We have a packed schedule with over 50 courses, boasting 60% new material from previous years. This year we are hosting Dr. Wyatt Mangum, of top-bar fame, Randy Oliver of www.Scientificbeekeeping.com , Dr.’s Niko and Gudrun Koeniger of Germany (famed for Asian honey bee discoveries), Michael Young, world-renowned honey judge, HBREL researchers, Florida State Apiary Inspectors and many more. 

We’ve taken your past comments seriously and have made some amendments to our programming; we have a new, top-of-the-line caterer, we’ve rented a bigger tent, we’ve shortened the time between the banquet dinner and the awards ceremony and we’re ending the evening just a bit earlier. I’ve reserved blocks of rooms at various hotels in the area and have them posted on the website: http://entnemdept.ufl.edu/honeybee/extension/bee_college.shtml for a discounted rate. We have twice the amount of workshops and consolidated them to the afternoon, we have a Q &A session with Florida Apiary Inspector panel and have more diversity in our vendors (remember there is only a small space for vending). If you asked for a class, we tried to put it on the schedule, I hope you all are pleased! We are also re-defining our honey show with new classes and corresponding new rules and regulations. We are primed to be the one of the best shows in the county, don’t be shy, enter your hard work this year! Read rules here: http://entnemdept.ufl.edu/honeybee/extension/Welsh Honey Judging.shtml 

Here are the links to our website for more information: http://entnemdept.ufl.edu/honeybee/extension/bee_college.shtml 
and the registration page for ticket purchasing: http://beecollege.eventbrite.com/ 

If you have programming questions please email me (Jeanette) at [email protected]
If you have registration questions please email Glinda at [email protected] 


If you’ve been beekeeping for over a year now and are ready to join our Master Beekeeper Program (a 5year beekeeper training and education program), it is being held on Thursday March 7th (the day before bee college).
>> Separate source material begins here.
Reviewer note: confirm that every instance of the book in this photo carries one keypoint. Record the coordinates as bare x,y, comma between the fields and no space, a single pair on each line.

You can find more information about the MBP here: http://entnemdept.ufl.edu/honeybee/extension/master_beekeeper.shtml 
and registration for the event here: http://springmasterbeekeeperprogram.eventbrite.com/


----------



## AmericasBeekeeper (Jan 24, 2010)

a few pictures from the Florida Bee College
https://www.dropbox.com/sh/u0wyleovcop70lr/KZBHI574X2


----------



## winevines (Apr 7, 2007)

Thanks for sharing. what a great event it was!


----------